- Promotional film poster
- Directed by: Ari Palitz
- Written by: Gordon Michaels Randy Noojin
- Produced by: Gordon Michaels
- Starring: Gordon Michaels Nicole DeHuff Dylan McDermott Henry Winkler Gladys Knight Phyllis Diller Charles Durning
- Cinematography: Robert Hayes
- Edited by: Jason Schmid
- Music by: Michael A. Reagan
- Release dates: March 2006 (HBO Festival); June 12, 2009 (United States);
- Running time: 82 minutes
- Countries: US UK
- Language: English

= Unbeatable Harold =

Unbeatable Harold is a 2006 romantic comedy feature film directed by Ari Palitz and starring Gordon Michaels, Nicole DeHuff, Henry Winkler, Gladys Knight, Charles Durning, Taryn Manning, Phyllis Diller, Lourdes Benedicto and Dylan McDermott. It is based on a play by Randy Noojin.

An earlier version of the film was originally shown at film festivals in 2006: at the ISIS theater in Aspen in March 2006, at the HBO Comedy Festival and at the Waterfront Film Festival in Saugatuck, Michigan.

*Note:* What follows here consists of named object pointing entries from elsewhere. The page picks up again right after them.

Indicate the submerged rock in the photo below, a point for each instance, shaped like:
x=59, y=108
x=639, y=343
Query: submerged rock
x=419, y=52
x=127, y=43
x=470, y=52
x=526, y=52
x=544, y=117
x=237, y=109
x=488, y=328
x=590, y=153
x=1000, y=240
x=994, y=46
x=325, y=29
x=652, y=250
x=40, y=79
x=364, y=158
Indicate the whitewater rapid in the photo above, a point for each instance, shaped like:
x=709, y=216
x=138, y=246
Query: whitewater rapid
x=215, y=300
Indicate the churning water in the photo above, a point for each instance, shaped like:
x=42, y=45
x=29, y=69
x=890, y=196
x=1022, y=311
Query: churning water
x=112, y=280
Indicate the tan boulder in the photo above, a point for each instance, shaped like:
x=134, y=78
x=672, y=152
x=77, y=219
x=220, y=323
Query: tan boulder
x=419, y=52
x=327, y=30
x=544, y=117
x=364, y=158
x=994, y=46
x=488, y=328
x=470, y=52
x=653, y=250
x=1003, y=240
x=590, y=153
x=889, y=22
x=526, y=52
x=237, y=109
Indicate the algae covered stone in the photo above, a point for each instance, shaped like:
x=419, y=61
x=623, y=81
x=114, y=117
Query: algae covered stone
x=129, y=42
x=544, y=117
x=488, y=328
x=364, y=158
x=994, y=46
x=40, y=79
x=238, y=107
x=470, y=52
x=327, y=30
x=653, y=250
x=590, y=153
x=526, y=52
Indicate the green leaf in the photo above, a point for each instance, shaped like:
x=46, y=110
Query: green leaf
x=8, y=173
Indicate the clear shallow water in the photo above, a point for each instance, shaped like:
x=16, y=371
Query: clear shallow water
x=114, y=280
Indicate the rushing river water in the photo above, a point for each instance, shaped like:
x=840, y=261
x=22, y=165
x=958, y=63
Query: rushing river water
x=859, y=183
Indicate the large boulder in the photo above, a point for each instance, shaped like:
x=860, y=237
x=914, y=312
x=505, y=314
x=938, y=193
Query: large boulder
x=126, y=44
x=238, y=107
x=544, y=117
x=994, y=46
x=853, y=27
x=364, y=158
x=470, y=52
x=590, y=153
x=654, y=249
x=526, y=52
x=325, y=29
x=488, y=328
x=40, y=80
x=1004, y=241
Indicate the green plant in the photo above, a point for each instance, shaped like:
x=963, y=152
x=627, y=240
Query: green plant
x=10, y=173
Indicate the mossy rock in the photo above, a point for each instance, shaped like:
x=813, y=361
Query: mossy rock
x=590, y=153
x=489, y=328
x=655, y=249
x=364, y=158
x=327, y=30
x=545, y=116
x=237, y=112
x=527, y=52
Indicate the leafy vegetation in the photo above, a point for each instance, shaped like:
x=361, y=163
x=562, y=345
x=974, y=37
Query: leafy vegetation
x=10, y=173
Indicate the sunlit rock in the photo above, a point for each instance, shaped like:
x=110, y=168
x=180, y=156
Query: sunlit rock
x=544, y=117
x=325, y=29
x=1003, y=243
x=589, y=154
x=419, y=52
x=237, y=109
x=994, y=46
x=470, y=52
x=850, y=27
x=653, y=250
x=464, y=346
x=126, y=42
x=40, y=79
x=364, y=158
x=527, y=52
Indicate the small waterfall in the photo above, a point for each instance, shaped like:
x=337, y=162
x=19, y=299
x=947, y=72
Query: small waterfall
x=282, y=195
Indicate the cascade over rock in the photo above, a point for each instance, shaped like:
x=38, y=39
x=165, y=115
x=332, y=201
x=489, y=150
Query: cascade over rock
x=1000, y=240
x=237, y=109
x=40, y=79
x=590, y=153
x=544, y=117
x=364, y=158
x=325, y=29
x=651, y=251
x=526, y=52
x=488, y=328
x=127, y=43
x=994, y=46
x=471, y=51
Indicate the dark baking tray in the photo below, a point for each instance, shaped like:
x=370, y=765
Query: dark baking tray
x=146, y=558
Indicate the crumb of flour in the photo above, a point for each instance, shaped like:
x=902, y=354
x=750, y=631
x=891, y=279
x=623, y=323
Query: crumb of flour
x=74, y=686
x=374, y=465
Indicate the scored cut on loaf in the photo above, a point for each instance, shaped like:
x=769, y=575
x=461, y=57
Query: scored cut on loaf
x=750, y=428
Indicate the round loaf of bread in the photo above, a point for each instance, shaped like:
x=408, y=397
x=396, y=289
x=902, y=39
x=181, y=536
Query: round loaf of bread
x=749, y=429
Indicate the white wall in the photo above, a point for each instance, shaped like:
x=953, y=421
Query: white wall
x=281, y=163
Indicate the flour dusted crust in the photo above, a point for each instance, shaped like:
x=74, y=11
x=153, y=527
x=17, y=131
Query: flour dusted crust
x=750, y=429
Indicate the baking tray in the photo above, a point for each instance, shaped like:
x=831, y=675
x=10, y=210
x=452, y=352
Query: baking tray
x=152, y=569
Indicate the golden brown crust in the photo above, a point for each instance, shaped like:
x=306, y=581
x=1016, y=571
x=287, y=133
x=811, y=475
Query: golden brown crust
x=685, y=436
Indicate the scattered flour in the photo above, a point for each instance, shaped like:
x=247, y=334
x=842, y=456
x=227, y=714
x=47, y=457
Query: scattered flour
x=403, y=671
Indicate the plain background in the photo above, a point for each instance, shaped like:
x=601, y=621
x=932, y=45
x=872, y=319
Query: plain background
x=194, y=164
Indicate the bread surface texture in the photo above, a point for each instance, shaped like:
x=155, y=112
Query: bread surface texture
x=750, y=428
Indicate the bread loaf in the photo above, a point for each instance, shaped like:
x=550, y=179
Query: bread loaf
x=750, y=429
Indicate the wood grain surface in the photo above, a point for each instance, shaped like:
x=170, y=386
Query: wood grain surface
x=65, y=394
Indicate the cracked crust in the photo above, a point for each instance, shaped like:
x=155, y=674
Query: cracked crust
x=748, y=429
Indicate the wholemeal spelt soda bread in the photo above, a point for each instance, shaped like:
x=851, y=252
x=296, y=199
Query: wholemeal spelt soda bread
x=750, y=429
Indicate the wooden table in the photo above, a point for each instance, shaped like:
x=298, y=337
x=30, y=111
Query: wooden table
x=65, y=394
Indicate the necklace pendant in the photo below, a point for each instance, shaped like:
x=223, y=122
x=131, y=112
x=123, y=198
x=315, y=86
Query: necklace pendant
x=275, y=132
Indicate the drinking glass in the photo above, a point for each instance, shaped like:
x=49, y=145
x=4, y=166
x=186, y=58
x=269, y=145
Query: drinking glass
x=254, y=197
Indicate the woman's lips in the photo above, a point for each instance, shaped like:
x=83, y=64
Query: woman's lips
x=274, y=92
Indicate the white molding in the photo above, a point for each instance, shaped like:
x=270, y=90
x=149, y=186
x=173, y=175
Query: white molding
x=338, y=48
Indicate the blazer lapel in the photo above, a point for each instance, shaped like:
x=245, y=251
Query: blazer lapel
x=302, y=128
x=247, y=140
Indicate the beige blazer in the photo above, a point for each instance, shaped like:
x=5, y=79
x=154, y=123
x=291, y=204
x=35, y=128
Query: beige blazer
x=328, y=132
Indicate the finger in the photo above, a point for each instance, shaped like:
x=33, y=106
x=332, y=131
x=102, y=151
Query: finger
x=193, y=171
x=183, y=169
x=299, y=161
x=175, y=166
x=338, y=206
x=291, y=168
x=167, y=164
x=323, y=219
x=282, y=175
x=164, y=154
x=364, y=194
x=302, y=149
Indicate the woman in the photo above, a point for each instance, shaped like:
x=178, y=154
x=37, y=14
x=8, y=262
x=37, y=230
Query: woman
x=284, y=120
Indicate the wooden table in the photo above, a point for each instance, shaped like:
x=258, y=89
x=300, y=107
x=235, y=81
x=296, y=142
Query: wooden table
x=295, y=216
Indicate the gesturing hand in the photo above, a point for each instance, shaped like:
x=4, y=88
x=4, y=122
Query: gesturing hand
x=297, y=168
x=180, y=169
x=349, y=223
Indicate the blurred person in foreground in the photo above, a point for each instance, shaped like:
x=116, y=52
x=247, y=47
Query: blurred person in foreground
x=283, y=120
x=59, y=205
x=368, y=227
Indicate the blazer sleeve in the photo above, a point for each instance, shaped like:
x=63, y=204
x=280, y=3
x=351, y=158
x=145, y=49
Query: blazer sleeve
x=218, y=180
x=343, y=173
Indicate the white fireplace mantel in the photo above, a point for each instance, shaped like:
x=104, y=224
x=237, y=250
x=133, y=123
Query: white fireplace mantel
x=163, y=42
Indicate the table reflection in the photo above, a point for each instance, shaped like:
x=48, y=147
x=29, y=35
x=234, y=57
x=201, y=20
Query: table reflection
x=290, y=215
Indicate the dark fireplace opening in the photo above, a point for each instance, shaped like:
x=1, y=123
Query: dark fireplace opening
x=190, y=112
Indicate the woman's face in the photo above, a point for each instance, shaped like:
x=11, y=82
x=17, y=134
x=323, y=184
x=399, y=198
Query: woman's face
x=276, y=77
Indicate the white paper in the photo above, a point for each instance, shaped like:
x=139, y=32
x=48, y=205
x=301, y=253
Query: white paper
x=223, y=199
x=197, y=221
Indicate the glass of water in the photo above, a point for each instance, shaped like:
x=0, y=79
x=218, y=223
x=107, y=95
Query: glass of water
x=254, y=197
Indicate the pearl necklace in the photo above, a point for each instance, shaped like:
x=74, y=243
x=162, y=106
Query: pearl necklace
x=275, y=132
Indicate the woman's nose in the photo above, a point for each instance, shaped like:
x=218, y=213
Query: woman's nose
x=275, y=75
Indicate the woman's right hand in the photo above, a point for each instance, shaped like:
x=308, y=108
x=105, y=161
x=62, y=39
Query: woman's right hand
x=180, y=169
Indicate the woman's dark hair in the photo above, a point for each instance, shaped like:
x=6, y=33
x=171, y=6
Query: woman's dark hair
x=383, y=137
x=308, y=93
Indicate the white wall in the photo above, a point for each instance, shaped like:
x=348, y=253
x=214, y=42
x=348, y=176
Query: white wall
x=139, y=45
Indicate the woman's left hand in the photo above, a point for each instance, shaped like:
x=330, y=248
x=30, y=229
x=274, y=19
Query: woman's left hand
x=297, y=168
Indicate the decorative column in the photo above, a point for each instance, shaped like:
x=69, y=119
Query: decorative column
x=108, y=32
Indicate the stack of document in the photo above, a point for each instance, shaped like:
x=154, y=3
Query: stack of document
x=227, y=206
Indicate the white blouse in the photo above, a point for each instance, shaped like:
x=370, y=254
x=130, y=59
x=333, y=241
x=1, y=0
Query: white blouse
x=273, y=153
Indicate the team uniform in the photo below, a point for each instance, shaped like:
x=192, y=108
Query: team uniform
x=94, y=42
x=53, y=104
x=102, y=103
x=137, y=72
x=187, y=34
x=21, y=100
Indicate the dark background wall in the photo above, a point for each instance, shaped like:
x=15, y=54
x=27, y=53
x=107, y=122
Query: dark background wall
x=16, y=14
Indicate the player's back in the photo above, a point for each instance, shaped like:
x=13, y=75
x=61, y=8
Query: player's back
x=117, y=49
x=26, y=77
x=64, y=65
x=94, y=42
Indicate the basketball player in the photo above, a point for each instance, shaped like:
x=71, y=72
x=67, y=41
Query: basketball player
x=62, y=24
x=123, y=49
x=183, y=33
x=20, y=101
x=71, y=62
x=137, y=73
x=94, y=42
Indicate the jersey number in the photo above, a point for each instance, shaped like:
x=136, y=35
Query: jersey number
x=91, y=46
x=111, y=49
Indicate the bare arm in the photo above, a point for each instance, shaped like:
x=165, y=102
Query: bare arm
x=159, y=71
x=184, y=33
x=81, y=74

In 2008, new scenes were filmed and added, and the film was completely re-edited. A new score composed by Mike Reagan was also added. It was released theatrically in June 2009 in North America. It was released on DVD on February 23, 2010.

This film marks Nicole DeHuff's final film appearance, before she died in 2005 from pneumonia. Her husband, Ari Palitz, directed the film.